In [1]:
import os
from PIL import Image
from torchvision.transforms import ToTensor
import torch

class CustomDataset(torch.utils.data.Dataset):
    def __init__(self, root_dir_occluded1, root_dir_occluded2, root_dir_clear, transform=None):
        self.root_dir_occluded1 = root_dir_occluded1
        self.root_dir_occluded2 = root_dir_occluded2
        self.root_dir_clear = root_dir_clear
        self.transform = transform

        # Collect all image paths from nested directories for occluded images 1
        self.occluded1_image_paths = []
        for root, _, files in os.walk(root_dir_occluded1):
            for file in files:
                if file.endswith(".jpg") or file.endswith(".png"):
                    self.occluded1_image_paths.append(os.path.join(root, file))

        # Collect all image paths from nested directories for occluded images 2
        self.occluded2_image_paths = []
        for root, _, files in os.walk(root_dir_occluded2):
            for file in files:
                if file.endswith(".jpg") or file.endswith(".png"):
                    self.occluded2_image_paths.append(os.path.join(root, file))

        # Collect all image paths from nested directories for clear images
        self.clear_image_paths = []
        for root, _, files in os.walk(root_dir_clear):
            for file in files:
                if file.endswith(".jpg") or file.endswith(".png"):
                    self.clear_image_paths.append(os.path.join(root, file))

    def __len__(self):
        return len(self.occluded1_image_paths) + len(self.occluded2_image_paths) + len(self.clear_image_paths)

    def __getitem__(self, idx):
        if idx < len(self.occluded1_image_paths):
            img_name = self.occluded1_image_paths[idx]
            label = 0  
        elif idx < len(self.occluded1_image_paths) + len(self.occluded2_image_paths):
            img_name = self.occluded2_image_paths[idx - len(self.occluded1_image_paths)]
            label = 0  
        else:
            img_name = self.clear_image_paths[idx - len(self.occluded1_image_paths) - len(self.occluded2_image_paths)]
            label = 1 
        
        image = Image.open(img_name)
        
        if self.transform:
            image = self.transform(image)
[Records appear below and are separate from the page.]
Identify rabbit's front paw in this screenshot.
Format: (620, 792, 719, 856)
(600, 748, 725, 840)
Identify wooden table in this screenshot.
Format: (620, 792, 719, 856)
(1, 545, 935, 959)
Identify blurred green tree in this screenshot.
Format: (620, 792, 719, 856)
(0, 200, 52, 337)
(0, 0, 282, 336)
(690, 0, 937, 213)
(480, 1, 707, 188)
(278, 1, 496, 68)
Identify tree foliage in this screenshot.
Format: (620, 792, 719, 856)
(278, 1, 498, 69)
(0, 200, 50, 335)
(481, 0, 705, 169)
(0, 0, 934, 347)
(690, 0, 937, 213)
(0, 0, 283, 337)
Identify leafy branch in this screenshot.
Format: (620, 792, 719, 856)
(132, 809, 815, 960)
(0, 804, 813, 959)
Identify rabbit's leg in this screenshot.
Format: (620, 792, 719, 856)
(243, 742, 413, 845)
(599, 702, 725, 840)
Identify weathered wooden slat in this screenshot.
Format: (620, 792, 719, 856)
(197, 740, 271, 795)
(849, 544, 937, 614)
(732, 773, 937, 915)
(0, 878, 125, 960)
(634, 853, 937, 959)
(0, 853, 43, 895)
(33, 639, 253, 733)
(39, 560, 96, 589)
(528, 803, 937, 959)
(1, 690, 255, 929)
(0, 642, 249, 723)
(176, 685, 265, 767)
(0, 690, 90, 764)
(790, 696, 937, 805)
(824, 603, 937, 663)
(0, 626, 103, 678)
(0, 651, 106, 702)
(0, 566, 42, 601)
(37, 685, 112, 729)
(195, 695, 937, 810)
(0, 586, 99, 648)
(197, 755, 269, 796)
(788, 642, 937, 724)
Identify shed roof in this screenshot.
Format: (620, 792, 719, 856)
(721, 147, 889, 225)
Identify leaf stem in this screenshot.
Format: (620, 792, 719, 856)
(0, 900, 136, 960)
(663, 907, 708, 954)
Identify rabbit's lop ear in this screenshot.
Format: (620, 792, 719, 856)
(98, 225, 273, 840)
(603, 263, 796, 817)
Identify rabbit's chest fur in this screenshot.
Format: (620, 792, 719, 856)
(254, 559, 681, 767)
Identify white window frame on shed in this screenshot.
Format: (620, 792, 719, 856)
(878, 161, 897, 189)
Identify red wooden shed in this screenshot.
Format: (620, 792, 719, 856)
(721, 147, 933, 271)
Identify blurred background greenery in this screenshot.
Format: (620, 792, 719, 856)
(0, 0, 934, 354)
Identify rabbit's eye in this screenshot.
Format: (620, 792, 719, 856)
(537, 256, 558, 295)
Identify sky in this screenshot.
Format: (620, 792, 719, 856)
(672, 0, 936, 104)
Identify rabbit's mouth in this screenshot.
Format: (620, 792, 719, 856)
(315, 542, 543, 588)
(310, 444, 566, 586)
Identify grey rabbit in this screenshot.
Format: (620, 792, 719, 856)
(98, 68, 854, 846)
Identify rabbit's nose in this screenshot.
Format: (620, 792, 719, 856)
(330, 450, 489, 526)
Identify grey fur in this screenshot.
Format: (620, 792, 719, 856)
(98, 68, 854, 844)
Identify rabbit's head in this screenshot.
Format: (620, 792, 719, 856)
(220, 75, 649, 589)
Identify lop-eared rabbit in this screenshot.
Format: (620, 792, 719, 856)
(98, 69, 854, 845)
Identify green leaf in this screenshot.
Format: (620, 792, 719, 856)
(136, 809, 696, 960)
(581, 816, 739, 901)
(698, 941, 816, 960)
        return image, label


In [2]:
from torchvision.transforms import Compose, Resize, ToTensor
from torch.utils.data import DataLoader

batch_size = 32
shuffle=True
transform = Compose([
    Resize((224, 224)),
    ToTensor(),
])
root_dir_occluded1=r'masked'
root_dir_occluded2=r'sunglasses'
root_dir_clear=r'neutral'
my_dataset = CustomDataset(root_dir_occluded1, root_dir_occluded2, root_dir_clear, transform=transform)
data_loader = DataLoader(my_dataset, batch_size=batch_size, shuffle=shuffle)


In [3]:
import torch
import torch.nn as nn

def pixel_loss(output, target):
    c, h, w = target.size(1), target.size(2), target.size(3)
    loss = nn.MSELoss(reduction='sum')(output, target) / (c * h * w)
    return loss

def perceptual_loss(output, target, vgg_model):

    output_features = vgg_model(output)
    target_features = vgg_model(target)

    loss = 0
    for i in range(len(output_features)):
        for j in range(len(output_features[i])):
            c_i_j, h_i_j, w_i_j = output_features[i][j].size(1), output_features[i][j].size(2), output_features[i][j].size(3)
            loss += nn.L1Loss(reduction='sum')(output_features[i][j], target_features[i][j]) / (c_i_j * h_i_j * w_i_j)

    return loss

def lr_average_loss(output, target):
    
    c, h, w = target.size(1), target.size(2), target.size(3)
    avg_pool = nn.AvgPool2d(kernel_size=3, stride=1, padding=1)

    I_b = torch.norm(avg_pool(target) - torch.flip(avg_pool(target), dims=[3]), p=1, dim=1)
    I_hat = torch.norm(avg_pool(output) - torch.flip(avg_pool(output), dims=[3]), p=1, dim=1)

    loss = nn.L1Loss(reduction='sum')(I_b, I_hat) / (c * h * w)
    return loss

def w_smooth_loss(output, target):
    c, h, w = target.size(1), target.size(2), target.size(3)
    a_H = 1 - torch.norm(target[:, :, :-1, :] - target[:, :, 1:, :], p=1, dim=1)
    a_W = 1 - torch.norm(target[:, :, :, :-1] - target[:, :, :, 1:], p=1, dim=1)
    d_H = torch.norm(output[:, :, :-1, :] - output[:, :, 1:, :], p=1, dim=1)
    d_W = torch.norm(output[:, :, :, :-1] - output[:, :, :, 1:], p=1, dim=1)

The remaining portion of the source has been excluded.